It was not Boarface who leaped and it was hard for a gallant youth of the Eastern cave men that he had strength and daring and had dashed ahead in the assault, for he had scarcely touched the ground when there sank deeply into his head a stone ax, impelled by the strongest arm of all that region, and he was no more among things alive. Ab had reached the fire wall with the speed of a great runner while, close behind him, came his eager following.
The forces could see each other clearly enough now, and those on the outside outnumbered those on the inside again by two to one. But those leaping the flames could not alight poised ready for a blow, and there were adroit and vengeful axmen awaiting them. There was a momentary pause for planning among the assailants, and then it was that Ab fumed over his own lack of foresight. His chosen band who were with him now were all bowmen, and about the shoulder and chest of each was still slung his weapon, but there were no more arrows. Each quiverful had been shot away early in the fight and then had come the spear and ax play. But what a chance for arrows now, with that threatening band preparing for the rush and leap together, and, while out of reach of spear or ax, within easy reach of the singing little shafts! Oh, for the shafts now, those slender barbed things which were hurled in his new way! And, even as he thus raged, there came a feeble shout from down the valley behind him and he saw something very good!
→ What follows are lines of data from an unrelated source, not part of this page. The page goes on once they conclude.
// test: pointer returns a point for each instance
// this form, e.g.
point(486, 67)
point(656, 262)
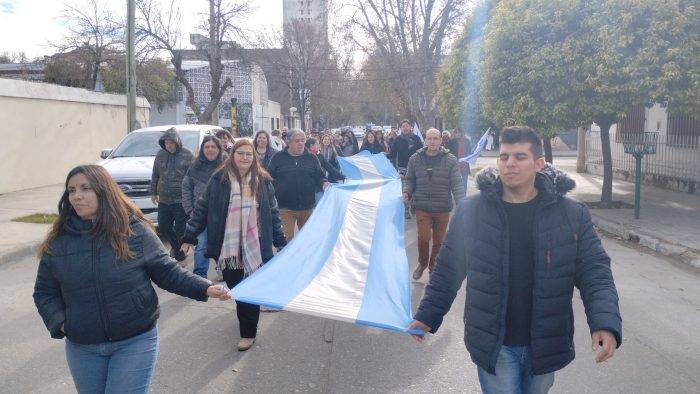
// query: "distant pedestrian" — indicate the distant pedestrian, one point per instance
point(226, 139)
point(276, 141)
point(404, 146)
point(349, 145)
point(432, 183)
point(261, 142)
point(523, 246)
point(169, 168)
point(332, 173)
point(94, 284)
point(240, 215)
point(297, 175)
point(210, 157)
point(383, 143)
point(330, 153)
point(369, 143)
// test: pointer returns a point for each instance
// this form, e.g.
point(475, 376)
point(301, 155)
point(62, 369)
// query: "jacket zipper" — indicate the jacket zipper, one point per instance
point(504, 281)
point(98, 289)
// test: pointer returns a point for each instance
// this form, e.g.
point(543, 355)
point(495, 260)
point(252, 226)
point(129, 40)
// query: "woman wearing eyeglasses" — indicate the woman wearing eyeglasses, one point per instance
point(240, 214)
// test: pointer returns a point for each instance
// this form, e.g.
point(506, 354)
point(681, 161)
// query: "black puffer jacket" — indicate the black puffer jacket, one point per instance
point(212, 209)
point(568, 253)
point(433, 191)
point(296, 179)
point(169, 169)
point(99, 299)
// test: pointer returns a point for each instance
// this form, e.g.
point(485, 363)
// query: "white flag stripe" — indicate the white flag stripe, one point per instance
point(337, 291)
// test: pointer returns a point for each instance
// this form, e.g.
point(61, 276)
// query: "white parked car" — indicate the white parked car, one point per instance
point(131, 163)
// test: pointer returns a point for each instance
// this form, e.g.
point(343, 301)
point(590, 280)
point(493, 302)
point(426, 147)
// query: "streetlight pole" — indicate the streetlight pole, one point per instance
point(132, 123)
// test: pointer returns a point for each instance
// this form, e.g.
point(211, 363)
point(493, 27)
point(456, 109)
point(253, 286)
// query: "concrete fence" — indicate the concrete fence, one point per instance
point(46, 129)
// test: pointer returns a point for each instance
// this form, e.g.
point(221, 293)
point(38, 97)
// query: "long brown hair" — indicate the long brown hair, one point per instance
point(257, 172)
point(114, 212)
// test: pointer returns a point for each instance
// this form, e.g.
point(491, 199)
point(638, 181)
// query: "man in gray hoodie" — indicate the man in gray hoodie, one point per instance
point(169, 168)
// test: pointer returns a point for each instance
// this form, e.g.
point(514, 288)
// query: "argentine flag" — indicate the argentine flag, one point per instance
point(348, 262)
point(480, 145)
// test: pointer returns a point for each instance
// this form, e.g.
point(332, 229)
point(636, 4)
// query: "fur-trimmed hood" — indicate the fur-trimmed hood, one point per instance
point(549, 179)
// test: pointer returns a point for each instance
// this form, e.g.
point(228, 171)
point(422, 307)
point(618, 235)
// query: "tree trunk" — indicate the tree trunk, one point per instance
point(606, 192)
point(581, 151)
point(547, 142)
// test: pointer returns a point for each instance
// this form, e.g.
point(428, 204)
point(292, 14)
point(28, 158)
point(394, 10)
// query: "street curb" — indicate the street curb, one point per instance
point(683, 253)
point(19, 252)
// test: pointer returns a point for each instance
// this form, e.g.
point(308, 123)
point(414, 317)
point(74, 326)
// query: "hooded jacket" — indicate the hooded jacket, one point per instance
point(296, 179)
point(169, 169)
point(568, 254)
point(432, 190)
point(195, 181)
point(98, 299)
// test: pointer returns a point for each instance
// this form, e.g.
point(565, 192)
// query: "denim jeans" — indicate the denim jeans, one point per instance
point(114, 367)
point(201, 263)
point(514, 374)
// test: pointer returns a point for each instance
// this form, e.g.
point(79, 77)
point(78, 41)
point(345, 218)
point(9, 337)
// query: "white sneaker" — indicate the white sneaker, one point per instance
point(245, 344)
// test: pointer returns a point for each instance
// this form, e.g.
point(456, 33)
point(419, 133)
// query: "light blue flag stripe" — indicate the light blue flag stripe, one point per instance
point(291, 270)
point(480, 145)
point(349, 261)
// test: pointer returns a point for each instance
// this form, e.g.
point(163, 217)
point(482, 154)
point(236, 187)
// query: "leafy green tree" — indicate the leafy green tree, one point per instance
point(555, 64)
point(458, 93)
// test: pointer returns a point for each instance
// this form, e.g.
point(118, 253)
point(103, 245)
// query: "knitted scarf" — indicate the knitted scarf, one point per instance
point(241, 246)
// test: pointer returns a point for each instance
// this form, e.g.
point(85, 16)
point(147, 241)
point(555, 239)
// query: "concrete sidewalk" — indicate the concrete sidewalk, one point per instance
point(17, 240)
point(669, 221)
point(669, 224)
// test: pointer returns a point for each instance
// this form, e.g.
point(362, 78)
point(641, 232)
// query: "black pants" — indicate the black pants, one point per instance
point(171, 224)
point(248, 314)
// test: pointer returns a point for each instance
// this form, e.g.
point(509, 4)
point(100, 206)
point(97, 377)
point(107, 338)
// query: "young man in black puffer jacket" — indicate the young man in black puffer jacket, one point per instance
point(523, 246)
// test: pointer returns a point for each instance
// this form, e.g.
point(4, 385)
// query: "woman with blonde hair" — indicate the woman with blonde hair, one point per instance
point(240, 214)
point(94, 288)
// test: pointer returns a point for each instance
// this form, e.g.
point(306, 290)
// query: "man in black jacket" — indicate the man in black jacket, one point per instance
point(169, 168)
point(404, 146)
point(297, 174)
point(523, 246)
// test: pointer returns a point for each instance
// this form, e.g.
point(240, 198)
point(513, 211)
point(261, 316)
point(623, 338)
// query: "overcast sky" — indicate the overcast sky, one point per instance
point(27, 25)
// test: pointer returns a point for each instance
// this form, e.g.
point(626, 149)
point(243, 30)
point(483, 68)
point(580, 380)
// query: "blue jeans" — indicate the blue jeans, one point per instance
point(114, 367)
point(514, 374)
point(201, 263)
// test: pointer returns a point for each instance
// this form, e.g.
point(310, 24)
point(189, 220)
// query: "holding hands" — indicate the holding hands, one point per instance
point(219, 291)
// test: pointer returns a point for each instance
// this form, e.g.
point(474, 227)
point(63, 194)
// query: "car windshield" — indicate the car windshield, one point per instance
point(145, 143)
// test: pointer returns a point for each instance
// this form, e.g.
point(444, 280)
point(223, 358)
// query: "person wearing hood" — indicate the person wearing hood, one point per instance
point(263, 146)
point(210, 157)
point(523, 246)
point(169, 168)
point(297, 176)
point(432, 182)
point(94, 284)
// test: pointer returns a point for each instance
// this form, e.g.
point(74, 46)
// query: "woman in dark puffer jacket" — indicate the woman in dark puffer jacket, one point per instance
point(239, 211)
point(94, 286)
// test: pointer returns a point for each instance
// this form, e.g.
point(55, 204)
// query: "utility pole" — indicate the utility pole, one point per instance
point(132, 123)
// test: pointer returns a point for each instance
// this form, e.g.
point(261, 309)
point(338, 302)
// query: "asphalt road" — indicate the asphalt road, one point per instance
point(660, 304)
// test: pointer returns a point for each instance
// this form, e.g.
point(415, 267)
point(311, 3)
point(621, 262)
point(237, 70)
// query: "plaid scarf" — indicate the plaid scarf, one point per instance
point(241, 246)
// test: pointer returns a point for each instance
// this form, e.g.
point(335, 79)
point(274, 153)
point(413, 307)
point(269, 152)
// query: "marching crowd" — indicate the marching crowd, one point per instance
point(238, 200)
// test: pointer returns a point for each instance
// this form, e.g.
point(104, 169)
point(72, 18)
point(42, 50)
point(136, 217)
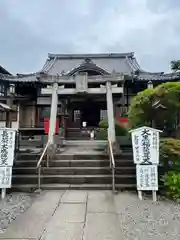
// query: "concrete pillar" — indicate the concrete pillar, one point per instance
point(110, 112)
point(150, 85)
point(53, 114)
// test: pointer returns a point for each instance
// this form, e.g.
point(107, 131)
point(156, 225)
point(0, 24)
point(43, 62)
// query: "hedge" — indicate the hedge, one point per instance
point(170, 163)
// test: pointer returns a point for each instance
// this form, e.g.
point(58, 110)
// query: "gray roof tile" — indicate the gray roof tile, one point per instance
point(58, 63)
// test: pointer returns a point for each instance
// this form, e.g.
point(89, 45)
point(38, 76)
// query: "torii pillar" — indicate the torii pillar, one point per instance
point(110, 113)
point(53, 115)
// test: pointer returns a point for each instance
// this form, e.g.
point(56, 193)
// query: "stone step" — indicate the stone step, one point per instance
point(33, 187)
point(31, 156)
point(74, 170)
point(74, 163)
point(73, 179)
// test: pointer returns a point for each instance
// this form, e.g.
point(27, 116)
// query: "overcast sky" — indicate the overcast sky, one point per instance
point(30, 29)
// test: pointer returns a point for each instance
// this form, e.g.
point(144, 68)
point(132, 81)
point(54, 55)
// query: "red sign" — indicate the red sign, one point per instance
point(46, 125)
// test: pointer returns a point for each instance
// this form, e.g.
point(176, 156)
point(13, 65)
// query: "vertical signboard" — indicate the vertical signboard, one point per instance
point(145, 141)
point(7, 148)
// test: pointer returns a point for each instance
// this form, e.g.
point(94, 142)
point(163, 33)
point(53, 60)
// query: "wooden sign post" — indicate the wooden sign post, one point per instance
point(145, 141)
point(7, 148)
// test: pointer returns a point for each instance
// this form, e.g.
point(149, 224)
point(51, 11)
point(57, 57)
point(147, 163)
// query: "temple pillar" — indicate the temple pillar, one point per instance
point(110, 112)
point(150, 85)
point(53, 114)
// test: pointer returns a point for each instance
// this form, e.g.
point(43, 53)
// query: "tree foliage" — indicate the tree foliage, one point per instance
point(142, 112)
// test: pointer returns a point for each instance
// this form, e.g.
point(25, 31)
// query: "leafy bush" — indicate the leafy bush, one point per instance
point(170, 160)
point(103, 124)
point(120, 130)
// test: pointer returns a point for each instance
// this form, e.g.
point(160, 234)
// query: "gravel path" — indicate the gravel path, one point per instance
point(12, 206)
point(147, 220)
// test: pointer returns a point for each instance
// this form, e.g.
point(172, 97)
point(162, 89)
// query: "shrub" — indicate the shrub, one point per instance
point(170, 160)
point(141, 111)
point(172, 184)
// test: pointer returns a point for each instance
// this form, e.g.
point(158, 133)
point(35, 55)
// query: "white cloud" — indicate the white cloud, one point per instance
point(150, 28)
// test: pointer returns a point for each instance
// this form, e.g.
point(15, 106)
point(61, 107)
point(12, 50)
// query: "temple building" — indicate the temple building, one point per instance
point(85, 85)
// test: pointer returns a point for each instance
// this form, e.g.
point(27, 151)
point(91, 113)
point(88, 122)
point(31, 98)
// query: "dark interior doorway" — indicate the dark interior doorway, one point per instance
point(90, 113)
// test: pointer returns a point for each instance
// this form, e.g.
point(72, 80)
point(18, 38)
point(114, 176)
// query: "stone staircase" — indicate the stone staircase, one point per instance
point(78, 167)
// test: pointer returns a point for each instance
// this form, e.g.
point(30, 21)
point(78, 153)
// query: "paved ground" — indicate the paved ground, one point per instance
point(95, 215)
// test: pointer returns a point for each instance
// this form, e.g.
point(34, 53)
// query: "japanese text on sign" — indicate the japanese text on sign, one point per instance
point(7, 146)
point(5, 177)
point(145, 145)
point(147, 177)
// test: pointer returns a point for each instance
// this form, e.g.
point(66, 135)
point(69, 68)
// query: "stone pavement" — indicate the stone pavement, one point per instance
point(68, 215)
point(96, 215)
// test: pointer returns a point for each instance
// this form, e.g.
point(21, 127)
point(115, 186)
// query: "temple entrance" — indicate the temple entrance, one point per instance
point(90, 113)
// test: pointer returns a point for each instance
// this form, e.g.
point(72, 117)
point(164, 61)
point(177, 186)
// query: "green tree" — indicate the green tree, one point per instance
point(142, 111)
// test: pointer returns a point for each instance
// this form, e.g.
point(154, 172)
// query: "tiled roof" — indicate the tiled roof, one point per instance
point(19, 78)
point(147, 76)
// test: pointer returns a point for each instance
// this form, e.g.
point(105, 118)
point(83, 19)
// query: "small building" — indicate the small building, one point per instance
point(82, 89)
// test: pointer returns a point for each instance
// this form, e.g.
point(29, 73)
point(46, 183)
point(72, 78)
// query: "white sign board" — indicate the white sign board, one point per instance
point(147, 177)
point(5, 177)
point(145, 141)
point(7, 146)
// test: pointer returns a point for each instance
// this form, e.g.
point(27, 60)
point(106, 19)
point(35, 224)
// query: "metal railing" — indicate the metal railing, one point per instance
point(39, 164)
point(112, 162)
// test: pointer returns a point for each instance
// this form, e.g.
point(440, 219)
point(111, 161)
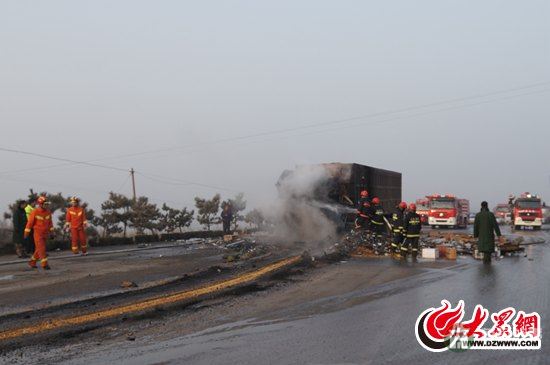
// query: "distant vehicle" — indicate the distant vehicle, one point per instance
point(527, 212)
point(448, 211)
point(502, 213)
point(423, 210)
point(545, 214)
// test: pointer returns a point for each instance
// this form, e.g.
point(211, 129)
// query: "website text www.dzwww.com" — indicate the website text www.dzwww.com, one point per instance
point(508, 344)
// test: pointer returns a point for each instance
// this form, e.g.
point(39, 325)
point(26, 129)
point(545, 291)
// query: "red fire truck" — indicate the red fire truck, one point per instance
point(448, 211)
point(527, 212)
point(502, 212)
point(423, 209)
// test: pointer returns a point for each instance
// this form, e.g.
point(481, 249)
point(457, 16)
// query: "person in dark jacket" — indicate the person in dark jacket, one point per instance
point(485, 227)
point(376, 215)
point(19, 223)
point(412, 226)
point(227, 217)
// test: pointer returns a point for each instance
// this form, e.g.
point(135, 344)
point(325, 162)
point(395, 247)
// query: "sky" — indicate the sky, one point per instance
point(201, 97)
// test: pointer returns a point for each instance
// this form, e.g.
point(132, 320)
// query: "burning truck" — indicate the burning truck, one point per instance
point(334, 189)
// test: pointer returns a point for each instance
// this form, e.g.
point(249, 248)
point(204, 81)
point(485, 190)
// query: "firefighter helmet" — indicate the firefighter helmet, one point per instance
point(42, 200)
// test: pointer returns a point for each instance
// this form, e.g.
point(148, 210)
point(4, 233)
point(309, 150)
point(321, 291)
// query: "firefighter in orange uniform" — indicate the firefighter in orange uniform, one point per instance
point(76, 221)
point(40, 222)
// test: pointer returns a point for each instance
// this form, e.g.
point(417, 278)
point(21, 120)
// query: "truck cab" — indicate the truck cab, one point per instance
point(423, 210)
point(448, 211)
point(527, 212)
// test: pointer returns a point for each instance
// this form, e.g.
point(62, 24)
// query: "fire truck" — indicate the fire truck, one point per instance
point(448, 211)
point(502, 212)
point(423, 209)
point(527, 212)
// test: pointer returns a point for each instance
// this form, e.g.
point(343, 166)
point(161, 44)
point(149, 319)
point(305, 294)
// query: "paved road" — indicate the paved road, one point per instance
point(359, 311)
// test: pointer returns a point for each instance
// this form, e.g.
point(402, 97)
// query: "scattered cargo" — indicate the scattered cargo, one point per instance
point(338, 185)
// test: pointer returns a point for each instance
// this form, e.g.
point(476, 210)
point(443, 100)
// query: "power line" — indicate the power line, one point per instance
point(61, 159)
point(340, 121)
point(175, 181)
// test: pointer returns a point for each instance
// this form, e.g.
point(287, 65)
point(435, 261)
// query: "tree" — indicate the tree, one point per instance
point(238, 204)
point(172, 219)
point(208, 211)
point(255, 218)
point(144, 215)
point(116, 210)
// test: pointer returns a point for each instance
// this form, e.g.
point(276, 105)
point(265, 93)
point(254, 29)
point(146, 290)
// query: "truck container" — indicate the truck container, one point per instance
point(527, 212)
point(339, 185)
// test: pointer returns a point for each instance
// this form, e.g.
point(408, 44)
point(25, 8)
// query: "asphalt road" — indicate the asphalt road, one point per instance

Limping, with effort, but resolutely forward, was a bent old man, bearing encircled within his long arms a burden which Ab himself could not have carried for any distance without stress and labored breathing. The lean old Mok's arms were locked about a monster sheaf of straight flint-headed arrows, a sheaf greater in size than ever man had looked upon before. The crippled veteran had not been idle in his cave. He had worked upon the store of shafts and flintheads he had accumulated, and here was the result in a great emergency!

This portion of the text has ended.